The Indo-Pacific Oceans Initiative must be implemented, according to the Indian side (IPOI). To achieve the FOIP aim, which is backed by seven pillars, PM Modi previously outlined this action plan. This is comparable to the ASEAN Outlook for the Indo-Pacific (AOIP). Vietnam was instrumental in the creation of the AOIP.

Three issues were the main emphasis of this security conversation. First, the Indian side emphasized the necessity for unrestricted trade, freedom of overflights, and navigation on national seas in conformity with international law (UNCLOS). Second, the proposed CoC must be completely compliant with the pertinent UN convention, and the negotiations must not harm the legitimate rights and interests of countries that are not participants in the talks. Taiwan, which has claims in the SCS, may be cited here. Taiwan is not a party to the CoC discussions.

Third, the two sides worked up a strategy to collaborate to cope with the growing connection between radicalism, terrorism, and the trafficking of drugs and weapons. They reviewed strategies for combating terrorism.

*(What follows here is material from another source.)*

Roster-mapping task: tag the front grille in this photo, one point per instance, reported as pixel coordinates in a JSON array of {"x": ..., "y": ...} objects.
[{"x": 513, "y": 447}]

Vietnam, India hold security dialogue in New Delhi

Both nations are working together on important subjects, including cyber security, after joining the Indo-Pacific Economic Framework. India is also helping Vietnam strengthen its defence industry capabilities. The National Security Council Secretariat and the Ministry of Public Security’s Security Dialogue is a crucial procedure for openly addressing the problems and developing pragmatist-based strategies for collaboration. From a long-term and strategic perspective, India views its relationship with Vietnam and is adamant that collaboration between the two nations can significantly support regional peace and stability.